Un artículo publicado en la revista PLoS Medicina, afirma que todos los países del mundo se ven afectados por la carga de los trastornos mentales, neurológicos y por uso de sustancias (MNS por su sigla en inglés). Sin embargo, aquellos que los sufren enfrentan discriminación y abusos en derechos humanos.

“Ha llegado el momento de reconocer en los altos niveles de desarrollo global, es decir en la Asamblea General de la ONU, la necesidad urgente de una estrategia global para la carga de los desórdenes MNS”, afirma el artículo, cuyos autores principales son Vikram Patel, de la Escuela de Higiene y Medicina Tropical de Londres y Judith Bass, de la Escuela de Salud Pública John Hopkins en Estados Unidos.

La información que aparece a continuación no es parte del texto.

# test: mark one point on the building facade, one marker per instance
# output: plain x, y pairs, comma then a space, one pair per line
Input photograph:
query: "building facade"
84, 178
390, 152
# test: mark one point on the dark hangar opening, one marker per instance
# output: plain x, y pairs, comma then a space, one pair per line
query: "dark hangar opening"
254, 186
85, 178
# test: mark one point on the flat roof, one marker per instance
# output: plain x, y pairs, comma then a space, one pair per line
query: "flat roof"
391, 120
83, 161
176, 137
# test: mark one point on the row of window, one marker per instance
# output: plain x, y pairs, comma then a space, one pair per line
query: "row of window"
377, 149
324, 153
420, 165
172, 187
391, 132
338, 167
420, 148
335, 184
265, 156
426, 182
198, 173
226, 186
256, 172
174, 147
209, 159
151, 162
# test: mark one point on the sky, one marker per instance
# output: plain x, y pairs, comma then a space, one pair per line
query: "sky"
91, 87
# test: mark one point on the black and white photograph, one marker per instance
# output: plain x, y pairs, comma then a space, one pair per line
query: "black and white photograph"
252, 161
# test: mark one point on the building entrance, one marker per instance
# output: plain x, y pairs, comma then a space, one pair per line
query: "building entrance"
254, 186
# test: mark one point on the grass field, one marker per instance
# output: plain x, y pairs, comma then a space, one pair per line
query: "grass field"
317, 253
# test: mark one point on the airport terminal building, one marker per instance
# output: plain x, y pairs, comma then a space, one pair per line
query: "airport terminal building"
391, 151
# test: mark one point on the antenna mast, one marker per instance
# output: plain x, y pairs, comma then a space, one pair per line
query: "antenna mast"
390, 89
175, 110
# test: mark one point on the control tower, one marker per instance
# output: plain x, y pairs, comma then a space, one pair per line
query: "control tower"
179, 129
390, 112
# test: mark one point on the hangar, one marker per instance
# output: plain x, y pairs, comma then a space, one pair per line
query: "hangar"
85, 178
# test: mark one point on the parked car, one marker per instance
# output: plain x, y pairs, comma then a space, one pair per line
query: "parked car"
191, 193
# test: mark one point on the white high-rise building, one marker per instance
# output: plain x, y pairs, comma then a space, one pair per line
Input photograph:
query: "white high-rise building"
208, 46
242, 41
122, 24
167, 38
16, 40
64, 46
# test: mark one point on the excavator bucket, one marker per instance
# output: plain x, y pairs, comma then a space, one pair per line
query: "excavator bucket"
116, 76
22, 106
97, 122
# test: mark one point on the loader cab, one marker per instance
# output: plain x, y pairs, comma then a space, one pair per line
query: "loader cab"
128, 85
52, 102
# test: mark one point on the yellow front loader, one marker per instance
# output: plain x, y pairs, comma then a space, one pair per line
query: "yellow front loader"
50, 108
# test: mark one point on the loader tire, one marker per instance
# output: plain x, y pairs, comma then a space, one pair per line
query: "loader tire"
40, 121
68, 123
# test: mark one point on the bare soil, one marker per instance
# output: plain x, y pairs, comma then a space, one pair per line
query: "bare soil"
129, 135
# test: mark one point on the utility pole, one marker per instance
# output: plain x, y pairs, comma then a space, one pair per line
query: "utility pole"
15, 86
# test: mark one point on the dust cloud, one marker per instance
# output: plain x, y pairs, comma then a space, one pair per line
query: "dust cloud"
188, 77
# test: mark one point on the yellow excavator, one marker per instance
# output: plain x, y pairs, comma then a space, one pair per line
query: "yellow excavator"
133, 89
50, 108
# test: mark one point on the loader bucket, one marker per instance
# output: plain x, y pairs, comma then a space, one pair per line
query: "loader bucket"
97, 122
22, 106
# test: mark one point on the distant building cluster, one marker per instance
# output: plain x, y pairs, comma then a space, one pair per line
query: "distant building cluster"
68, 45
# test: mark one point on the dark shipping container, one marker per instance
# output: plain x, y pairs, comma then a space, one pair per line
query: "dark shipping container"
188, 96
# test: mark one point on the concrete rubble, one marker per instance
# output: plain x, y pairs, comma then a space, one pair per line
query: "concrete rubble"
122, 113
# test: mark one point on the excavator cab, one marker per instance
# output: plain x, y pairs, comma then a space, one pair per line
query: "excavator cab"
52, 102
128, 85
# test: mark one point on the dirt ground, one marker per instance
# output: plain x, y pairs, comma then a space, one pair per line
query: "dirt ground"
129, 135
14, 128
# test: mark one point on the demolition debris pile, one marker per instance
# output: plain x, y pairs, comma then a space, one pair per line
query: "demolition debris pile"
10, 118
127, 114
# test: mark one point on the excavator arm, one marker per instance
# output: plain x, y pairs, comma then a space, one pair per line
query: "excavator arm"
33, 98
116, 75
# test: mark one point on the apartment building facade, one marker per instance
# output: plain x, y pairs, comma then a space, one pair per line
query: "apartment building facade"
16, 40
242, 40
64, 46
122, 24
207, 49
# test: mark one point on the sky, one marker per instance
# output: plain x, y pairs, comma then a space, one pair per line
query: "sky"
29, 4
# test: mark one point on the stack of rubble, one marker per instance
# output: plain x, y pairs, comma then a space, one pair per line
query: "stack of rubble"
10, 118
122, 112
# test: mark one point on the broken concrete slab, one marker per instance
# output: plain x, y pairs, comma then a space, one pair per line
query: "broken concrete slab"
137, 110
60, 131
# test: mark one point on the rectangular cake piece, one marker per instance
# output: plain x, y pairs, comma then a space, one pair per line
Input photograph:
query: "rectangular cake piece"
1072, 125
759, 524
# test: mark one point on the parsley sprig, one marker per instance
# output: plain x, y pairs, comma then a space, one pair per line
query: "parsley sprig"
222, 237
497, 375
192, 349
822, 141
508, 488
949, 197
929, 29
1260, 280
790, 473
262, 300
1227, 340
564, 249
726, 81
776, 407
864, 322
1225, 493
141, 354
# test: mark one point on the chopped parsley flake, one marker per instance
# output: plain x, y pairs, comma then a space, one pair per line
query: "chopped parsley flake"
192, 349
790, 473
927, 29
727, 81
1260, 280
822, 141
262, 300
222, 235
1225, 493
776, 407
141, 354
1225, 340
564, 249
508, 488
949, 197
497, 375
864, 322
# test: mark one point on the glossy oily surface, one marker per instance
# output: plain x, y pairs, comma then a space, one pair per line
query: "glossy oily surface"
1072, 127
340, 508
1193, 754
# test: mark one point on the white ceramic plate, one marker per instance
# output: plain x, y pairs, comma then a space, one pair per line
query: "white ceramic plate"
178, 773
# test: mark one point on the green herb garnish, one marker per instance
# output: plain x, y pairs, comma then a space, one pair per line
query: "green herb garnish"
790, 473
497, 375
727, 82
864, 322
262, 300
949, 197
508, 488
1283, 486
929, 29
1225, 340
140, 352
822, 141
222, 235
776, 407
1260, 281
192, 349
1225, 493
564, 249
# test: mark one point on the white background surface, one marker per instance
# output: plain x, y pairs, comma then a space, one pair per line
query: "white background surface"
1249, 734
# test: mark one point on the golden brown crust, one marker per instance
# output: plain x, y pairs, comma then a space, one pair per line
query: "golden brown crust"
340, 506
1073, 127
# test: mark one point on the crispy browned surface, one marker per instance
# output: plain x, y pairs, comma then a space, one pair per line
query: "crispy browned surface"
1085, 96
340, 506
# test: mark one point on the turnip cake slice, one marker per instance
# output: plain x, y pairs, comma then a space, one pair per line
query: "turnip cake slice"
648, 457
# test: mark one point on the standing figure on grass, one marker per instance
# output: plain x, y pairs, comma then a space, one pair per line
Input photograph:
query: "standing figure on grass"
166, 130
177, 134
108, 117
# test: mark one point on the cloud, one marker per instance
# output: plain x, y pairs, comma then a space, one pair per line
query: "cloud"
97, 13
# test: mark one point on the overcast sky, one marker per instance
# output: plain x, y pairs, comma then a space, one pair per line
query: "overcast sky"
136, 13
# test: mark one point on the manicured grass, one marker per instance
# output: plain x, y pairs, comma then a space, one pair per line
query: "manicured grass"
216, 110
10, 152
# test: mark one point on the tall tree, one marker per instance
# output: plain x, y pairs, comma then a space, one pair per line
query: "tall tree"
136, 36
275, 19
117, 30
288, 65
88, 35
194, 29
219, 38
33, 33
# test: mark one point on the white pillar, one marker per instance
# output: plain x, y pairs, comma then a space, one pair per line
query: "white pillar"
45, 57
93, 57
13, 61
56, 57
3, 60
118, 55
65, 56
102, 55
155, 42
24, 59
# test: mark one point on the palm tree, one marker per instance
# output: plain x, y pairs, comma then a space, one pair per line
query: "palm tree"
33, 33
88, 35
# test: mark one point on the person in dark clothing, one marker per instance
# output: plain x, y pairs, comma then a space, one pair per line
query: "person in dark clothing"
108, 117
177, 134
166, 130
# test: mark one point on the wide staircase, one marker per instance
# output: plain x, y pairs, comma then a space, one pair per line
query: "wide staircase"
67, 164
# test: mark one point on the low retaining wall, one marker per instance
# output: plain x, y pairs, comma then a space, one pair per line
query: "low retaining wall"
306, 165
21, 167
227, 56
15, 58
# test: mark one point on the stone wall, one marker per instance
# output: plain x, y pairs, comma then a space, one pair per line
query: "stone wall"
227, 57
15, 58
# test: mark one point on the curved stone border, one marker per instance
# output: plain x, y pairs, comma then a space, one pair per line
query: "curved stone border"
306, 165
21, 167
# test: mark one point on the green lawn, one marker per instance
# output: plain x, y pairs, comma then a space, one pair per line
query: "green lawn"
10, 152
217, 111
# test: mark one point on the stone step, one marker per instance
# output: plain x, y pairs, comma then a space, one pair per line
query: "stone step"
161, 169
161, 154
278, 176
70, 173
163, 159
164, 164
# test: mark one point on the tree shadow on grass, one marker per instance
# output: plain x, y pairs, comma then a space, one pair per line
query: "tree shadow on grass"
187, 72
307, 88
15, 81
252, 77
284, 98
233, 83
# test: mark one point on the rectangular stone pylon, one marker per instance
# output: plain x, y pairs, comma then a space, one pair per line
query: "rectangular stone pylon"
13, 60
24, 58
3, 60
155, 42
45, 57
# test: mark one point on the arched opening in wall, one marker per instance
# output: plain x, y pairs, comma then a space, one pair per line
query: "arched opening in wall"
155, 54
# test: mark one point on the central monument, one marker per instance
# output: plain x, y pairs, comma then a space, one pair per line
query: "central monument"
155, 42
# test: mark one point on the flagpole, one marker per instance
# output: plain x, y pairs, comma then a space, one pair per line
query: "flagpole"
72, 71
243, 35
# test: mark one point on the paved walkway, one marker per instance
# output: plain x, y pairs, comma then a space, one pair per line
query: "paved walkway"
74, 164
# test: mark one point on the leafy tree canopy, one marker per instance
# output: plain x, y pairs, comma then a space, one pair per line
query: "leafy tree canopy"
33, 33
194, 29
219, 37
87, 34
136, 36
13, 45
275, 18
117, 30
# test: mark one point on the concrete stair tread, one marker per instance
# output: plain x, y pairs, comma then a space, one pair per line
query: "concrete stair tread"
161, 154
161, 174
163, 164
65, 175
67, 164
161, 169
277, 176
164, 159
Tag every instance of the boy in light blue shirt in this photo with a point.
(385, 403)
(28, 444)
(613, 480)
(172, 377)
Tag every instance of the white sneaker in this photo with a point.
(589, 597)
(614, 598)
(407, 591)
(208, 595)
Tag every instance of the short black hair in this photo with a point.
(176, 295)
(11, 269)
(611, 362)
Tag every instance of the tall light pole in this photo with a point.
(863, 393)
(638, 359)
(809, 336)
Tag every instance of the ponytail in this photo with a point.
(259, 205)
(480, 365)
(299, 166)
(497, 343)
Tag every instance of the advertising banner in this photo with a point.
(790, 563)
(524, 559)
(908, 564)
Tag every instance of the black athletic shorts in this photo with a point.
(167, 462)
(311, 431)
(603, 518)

El artículo argumenta, además, que se necesita inversión en tres áreas claves: conocimiento de los desórdenes de salud mental, acceso a programas de cuidado y tratamiento basados en evidencia, y protección de los derechos humanos. Además, se pide elaborar una lista de las principales necesidades que deben ser atendidas y los pasos a seguir, presentes en un “Estatuto Popular para la Salud Mental”, en el que realicen aportes familiares, investigadores, responsables políticos y otras partes involucradas.

Proyecciones. Según los autores del mencionado artículo, los desórdenes neuropsiquiátricos supondrán un gasto de 16,1 billones de dólares globales en las próximas dos décadas, impactando gravemente en la productividad y la calidad de vida, particularmente, de la población mayor.

La publicación menciona que un total de 25 millones de personas tienen demencia en el mundo. La cifra se multiplicará hasta alcanzar los 80 millones en el año 2040, con casi un 75% de los pacientes dementes concentrados en países de ingresos bajos o medios.

Por su parte, los suicidios son responsables de un millón de vidas al año y casi un 4% de todas las muertes del mundo son atribuibles al alcohol.

La enfermedad mental también induce comportamientos arriesgados que terminan en enfermedades. “Los desórdenes depresivos incrementan marcadamente el riesgo de enfermedades no transmisibles, como diabetes, enfermedades cardiovasculares, derrames cerebrales y demencia.

Los conflictos, los desplazamientos, la pobreza, la violencia de género y otros determinantes sociales incrementan el riesgo de transtornos MNS”, afirma el artículo.

“Estos desórdenes están, a su vez, asociados con un empeoramiento de las circunstancias sociales y económicas, estableciendo un círculo vicioso de pobreza y enfermedad. El hecho de que afecten a personas en todos los países debería de ser un incentivo para inversiones tanto del sector público como privado. La mayoría de los gobiernos mundiales deberían acordar que esta cuestión es lo suficientemente importante como para merecer una sesión especial de la Asamblea General de Naciones Unidas”, concluye.